I will also compare the use of SGML in eLib projects with its more ambitious use in the University of Illinois Digital Libraries project in the US. Here, a large testbed of full-text SGML journal articles are being developed. The problems experienced in this project in the rendering and display of SGML will become increasingly relevant to publishers in the UK as they begin to offer full-text SGML article provision.

DTDs, be they header or full-text, vary significantly between publishers. I will describe the ``standard'' DTDs available and discuss their relative advantages and disadvantages. Current standard header DTDs are ISO 12083, MAJOUR (Modular Application for JOURnals) and the more recent SSSH (Simplified SGML for Serial Headers). The latter was developed in 1996. As well as describing our experience with this DTD in Infobike, I will give an update on its subsequent progress and development.

ISO 12083 and the Elsevier science article DTD are both publicly available ``standard'' full-text DTDs. There is currently less choice for such full-text DTDs than for headers. Until recently, publishers were not particularly interested in pursuing standards in this area as they could not envisage a reason for exchanging full text. As real SGML projects are developed, this view is changing. I will discuss the current position concerning the development of full-text DTD standards.

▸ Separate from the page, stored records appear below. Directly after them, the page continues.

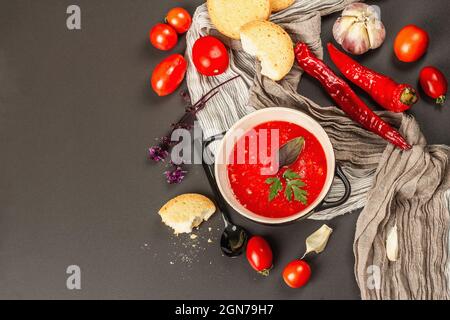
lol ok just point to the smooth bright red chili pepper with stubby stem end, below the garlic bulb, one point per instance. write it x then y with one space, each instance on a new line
385 91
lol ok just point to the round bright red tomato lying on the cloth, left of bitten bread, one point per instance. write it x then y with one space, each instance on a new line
210 56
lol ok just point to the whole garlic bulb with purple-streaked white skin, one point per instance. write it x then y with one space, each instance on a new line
359 28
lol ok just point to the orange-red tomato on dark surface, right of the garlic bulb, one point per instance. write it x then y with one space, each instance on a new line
411 43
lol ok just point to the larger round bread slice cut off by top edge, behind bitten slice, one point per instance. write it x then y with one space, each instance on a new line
228 16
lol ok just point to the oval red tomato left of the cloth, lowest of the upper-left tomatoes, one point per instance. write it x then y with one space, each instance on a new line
169 74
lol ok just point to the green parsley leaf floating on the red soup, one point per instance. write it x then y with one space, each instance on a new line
294 186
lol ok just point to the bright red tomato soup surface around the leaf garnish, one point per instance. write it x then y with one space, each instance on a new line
249 185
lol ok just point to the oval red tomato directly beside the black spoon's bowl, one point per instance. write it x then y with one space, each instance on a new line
259 254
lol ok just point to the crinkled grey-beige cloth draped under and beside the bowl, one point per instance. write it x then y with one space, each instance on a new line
406 189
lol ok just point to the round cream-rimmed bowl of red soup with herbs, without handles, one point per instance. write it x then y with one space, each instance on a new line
250 170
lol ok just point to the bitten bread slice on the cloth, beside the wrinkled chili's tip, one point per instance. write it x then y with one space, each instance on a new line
271 45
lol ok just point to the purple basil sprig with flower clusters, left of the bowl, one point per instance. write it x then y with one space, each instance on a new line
160 152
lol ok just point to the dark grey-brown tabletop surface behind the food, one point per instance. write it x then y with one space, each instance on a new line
76 115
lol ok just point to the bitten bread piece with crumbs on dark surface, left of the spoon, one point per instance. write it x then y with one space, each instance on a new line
186 211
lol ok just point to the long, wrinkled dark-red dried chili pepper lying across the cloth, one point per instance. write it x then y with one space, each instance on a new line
346 98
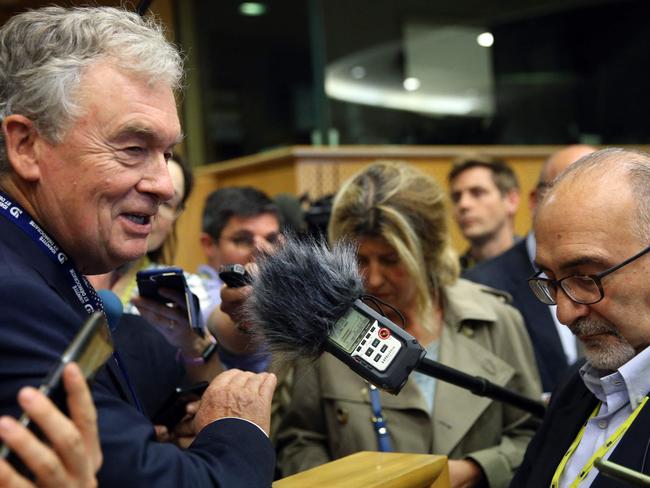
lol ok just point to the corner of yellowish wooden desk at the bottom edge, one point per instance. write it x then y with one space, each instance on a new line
374 470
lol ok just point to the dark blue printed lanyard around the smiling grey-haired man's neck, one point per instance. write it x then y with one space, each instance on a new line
81 287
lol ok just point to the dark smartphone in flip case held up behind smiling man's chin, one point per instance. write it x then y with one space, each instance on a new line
151 280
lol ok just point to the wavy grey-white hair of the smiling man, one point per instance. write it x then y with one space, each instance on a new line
44 52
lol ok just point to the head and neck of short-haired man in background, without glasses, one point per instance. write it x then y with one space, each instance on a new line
485 198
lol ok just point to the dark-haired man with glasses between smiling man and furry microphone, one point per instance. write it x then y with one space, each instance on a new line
237 223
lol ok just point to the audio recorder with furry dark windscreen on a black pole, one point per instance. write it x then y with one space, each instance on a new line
305 300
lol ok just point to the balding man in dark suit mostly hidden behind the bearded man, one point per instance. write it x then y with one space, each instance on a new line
555 346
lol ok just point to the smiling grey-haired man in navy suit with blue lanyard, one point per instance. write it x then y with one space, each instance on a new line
89 120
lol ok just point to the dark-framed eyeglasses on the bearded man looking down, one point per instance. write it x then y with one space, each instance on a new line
583 289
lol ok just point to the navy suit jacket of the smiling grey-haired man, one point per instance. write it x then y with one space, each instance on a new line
39 315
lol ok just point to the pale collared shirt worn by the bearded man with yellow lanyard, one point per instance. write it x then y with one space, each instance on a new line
620 393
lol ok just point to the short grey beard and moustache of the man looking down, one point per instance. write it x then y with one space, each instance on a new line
603 357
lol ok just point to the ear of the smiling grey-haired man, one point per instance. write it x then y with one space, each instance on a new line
21 139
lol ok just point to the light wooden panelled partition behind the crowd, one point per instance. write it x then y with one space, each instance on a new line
318 171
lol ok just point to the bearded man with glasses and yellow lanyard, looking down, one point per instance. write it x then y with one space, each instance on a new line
593 230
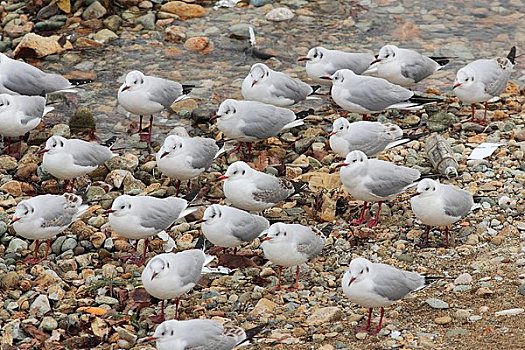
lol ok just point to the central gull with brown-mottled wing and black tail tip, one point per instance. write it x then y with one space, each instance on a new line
252 190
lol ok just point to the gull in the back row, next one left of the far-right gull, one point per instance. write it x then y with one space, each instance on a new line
403 66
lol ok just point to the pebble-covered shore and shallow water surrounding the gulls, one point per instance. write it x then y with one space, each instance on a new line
46 305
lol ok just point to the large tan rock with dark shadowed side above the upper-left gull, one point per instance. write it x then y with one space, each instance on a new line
33 45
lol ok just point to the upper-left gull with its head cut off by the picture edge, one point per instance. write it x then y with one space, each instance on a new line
20 78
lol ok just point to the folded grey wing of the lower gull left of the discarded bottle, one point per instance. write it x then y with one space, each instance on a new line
389 179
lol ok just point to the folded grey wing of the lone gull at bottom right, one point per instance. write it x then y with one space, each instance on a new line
394 284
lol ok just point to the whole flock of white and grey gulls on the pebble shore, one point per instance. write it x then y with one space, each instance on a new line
358 82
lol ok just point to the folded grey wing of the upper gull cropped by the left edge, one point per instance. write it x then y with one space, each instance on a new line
28 80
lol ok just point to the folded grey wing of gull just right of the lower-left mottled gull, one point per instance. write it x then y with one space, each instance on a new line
160 214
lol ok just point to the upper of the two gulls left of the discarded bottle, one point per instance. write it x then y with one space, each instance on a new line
369 137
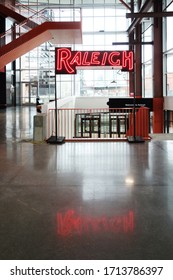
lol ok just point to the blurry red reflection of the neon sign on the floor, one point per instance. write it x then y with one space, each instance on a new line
71 222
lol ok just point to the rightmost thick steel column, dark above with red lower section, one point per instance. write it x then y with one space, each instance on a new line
158 116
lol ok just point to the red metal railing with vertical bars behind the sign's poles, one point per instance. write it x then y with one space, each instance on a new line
103 123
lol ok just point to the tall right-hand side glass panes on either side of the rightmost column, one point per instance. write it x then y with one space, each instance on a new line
147 54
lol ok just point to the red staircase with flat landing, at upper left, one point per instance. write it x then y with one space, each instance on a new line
32 34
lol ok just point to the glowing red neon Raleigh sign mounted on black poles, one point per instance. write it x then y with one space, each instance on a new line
66 60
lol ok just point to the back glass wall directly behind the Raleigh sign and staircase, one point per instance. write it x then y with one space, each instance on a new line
103 22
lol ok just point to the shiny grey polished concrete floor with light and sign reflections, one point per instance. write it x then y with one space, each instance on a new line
111 200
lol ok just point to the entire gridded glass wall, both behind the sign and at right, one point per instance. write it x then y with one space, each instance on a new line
103 22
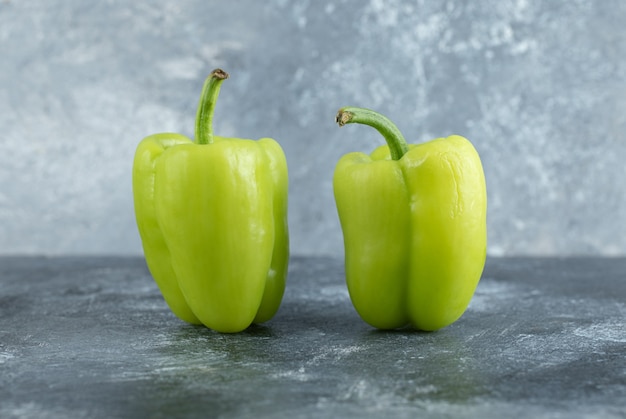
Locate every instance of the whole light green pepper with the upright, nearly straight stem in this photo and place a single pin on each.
(212, 216)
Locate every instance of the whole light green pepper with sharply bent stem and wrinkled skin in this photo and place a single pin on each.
(414, 226)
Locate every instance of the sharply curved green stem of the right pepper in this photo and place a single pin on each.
(395, 140)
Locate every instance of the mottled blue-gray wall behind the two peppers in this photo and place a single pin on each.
(538, 86)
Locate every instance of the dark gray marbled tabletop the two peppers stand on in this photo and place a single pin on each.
(92, 338)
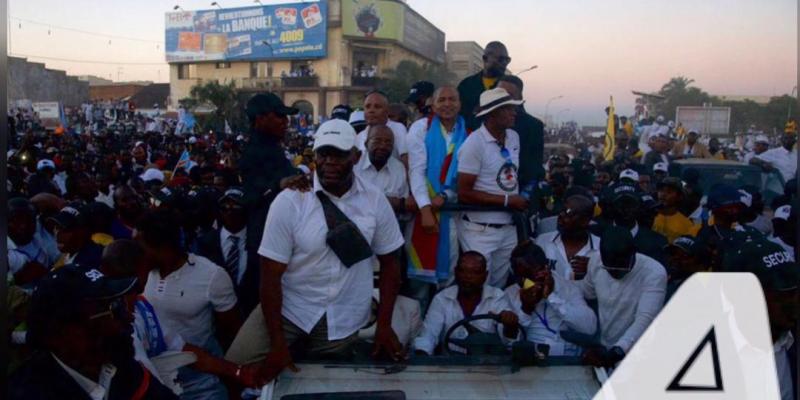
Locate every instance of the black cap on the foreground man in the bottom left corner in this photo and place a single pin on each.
(62, 291)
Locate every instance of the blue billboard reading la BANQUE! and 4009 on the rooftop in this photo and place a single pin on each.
(286, 31)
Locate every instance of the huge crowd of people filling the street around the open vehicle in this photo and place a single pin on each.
(243, 253)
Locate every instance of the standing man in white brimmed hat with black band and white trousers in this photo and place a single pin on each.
(487, 175)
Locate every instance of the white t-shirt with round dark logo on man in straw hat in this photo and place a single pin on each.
(481, 155)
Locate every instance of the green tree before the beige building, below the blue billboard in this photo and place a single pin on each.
(215, 103)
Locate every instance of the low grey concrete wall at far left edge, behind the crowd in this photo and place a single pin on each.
(34, 82)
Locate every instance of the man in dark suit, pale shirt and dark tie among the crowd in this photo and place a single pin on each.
(228, 247)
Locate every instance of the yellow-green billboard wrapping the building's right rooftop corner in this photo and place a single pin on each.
(392, 20)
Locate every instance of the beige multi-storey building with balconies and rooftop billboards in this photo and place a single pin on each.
(362, 41)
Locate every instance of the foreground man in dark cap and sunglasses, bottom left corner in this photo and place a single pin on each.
(81, 329)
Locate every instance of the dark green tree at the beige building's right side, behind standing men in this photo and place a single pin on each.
(401, 78)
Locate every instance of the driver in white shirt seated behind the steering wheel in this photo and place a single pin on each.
(469, 296)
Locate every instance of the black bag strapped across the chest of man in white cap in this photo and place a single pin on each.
(344, 237)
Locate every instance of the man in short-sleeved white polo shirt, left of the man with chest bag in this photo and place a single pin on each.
(190, 295)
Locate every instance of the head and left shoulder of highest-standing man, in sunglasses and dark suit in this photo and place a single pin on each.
(495, 61)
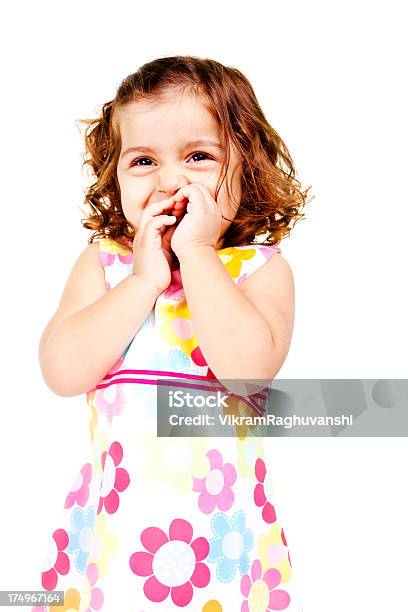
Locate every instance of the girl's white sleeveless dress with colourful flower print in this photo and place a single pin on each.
(162, 523)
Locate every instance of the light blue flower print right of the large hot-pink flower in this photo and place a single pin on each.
(231, 545)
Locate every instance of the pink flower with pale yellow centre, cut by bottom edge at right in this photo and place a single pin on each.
(260, 592)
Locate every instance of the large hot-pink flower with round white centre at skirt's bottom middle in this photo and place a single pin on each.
(173, 564)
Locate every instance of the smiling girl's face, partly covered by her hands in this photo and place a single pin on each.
(168, 158)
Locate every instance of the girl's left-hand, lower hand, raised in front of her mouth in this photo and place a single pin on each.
(151, 258)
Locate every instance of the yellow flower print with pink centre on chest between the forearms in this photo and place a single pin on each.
(175, 327)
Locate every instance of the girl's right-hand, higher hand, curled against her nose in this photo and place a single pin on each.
(201, 223)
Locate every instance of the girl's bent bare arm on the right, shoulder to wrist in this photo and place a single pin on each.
(243, 332)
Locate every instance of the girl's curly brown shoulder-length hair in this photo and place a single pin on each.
(271, 195)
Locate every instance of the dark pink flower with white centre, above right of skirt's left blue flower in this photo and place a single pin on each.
(115, 479)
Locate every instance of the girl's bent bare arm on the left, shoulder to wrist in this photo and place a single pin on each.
(92, 326)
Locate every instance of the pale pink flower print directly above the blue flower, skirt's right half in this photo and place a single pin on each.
(216, 487)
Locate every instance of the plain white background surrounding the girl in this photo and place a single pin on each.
(329, 77)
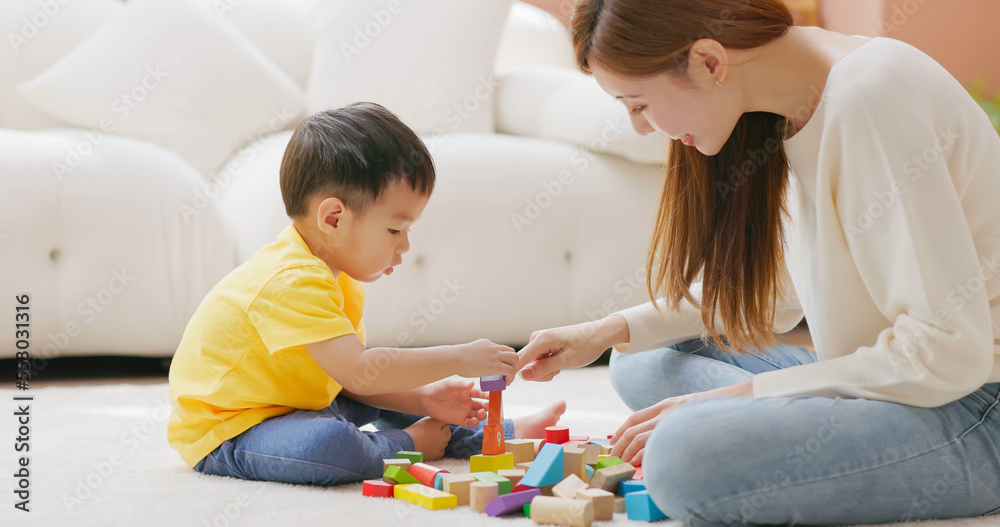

With the arrival of SGML in the '80s, the myth arose that simply coding information in SGML meant that the information was future-proofed. Now that this myth is being debunked, a new assumption is emerging; that the use of standard DTDs future-proofs information. But this is not true either; the use of information-poor or badly-structured DTDs can result in loss of information. I will comment on the practical implications of such DTDs.